Seeing as you are going to use 2 Finnex fixtures; (not sure which model) 
- This will boost your Par value and allow fixtures to be a bit further from the water surface which will help to mitigate spashing since they are not waterproof. 
- I would recommend hanging them in a canopy if you have one. Get a hanging kit that allows you to raise and lower the lights as needed without being a pain to lower back down into place. 
- If you don't have a Canopy, but these lights are going on your Starfire rimless tank, I would suggest to hang them, though it may look a bit unsightly, it won't look nearly as bad as having to try to put a cover over that tank. 

One last thing I will say.. LED lighting is where it appears the industry is going. But they still leave a lot to be desired in terms of available spectrum. Most plants will grow just fine under LED lighting, but there will be an adjustment period for the plants and some may never do as well as others.


----------



## Teemote (Aug 13, 2016)

Man, thanks for the input, that was quite a read, had to read it very slowly and twice lol

So I am leaning more towards just having riser brackets to raise maybe 4-6 inches instead of hanging, I can't really do hanging where I have my tank now. Looking at some custom arcylic places to see if they can make me 2/4/6/8 inch brackets just so I can play around.

And it's just rimless with open top, nothing there, right now I got a 4 x T5 just sitting on top.
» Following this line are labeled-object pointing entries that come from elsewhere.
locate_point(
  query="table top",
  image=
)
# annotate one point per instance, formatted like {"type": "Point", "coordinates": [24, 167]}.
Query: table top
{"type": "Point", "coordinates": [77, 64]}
Based on my calculation and measurement; 
The light is sitting about total of 17 inch (2 inch above water, and 15 from water to sub) to substrate. ( I have about 2.5 to 3 inch of ADA soil, kinda overkill but yah......)

so my idea was maybe get the light slightly higher, maybe bump it 4-6 inches to help with some of the GSA for my bottom plans (mostly slow growers now, anubias and buce).

I am thinking if my substrate level can be low- medium light it would be good, right now I believe it's closer to med-high light.

I have no idea what the PAR output of this specific fixture as it's some Taiwanese brand that didn't have PAR value.

After looking up some LED options I am now actually leaning towards the Satellite Pro+, I think I could probably get away with just one - and have the light 22-24 (so 6-8 inches above water) inches above the substrate which is about 40 PAR based on their web.

My concern with LED is the 'spread' since my tank is 18 inches width, i dont' know if its enough to cover the tank so it doesn't appear to be 'dark' - not actually too concerned the par being low at the substrate level since I going all slow low light growers now (ferns, anubias, buce etc)


----------



## infolific (Apr 10, 2016)

Teemote said:


> After looking up some LED options I am now actually leaning towards the Satellite Pro+, I think I could probably get away with just one - and have the light 22-24 (so 6-8 inches above water) inches above the substrate which is about 40 PAR based on their web.
> 
> My concern with LED is the 'spread' since my tank is 18 inches width, i dont' know if its enough to cover the tank so it doesn't appear to be 'dark' - not actually too concerned the par being low at the substrate level since I going all slow low light growers now (ferns, anubias, buce etc)


I'd get 2 strips if you can. Tall plants will cast shadows and probably block the light from a single strip. Your background plants will be fine, but your foreground ones might not get enough light although, as you said, you can mitigate that by using low-light plants. And if you move the strip closer to the front, you'll encourage more forward leaning of the background plants.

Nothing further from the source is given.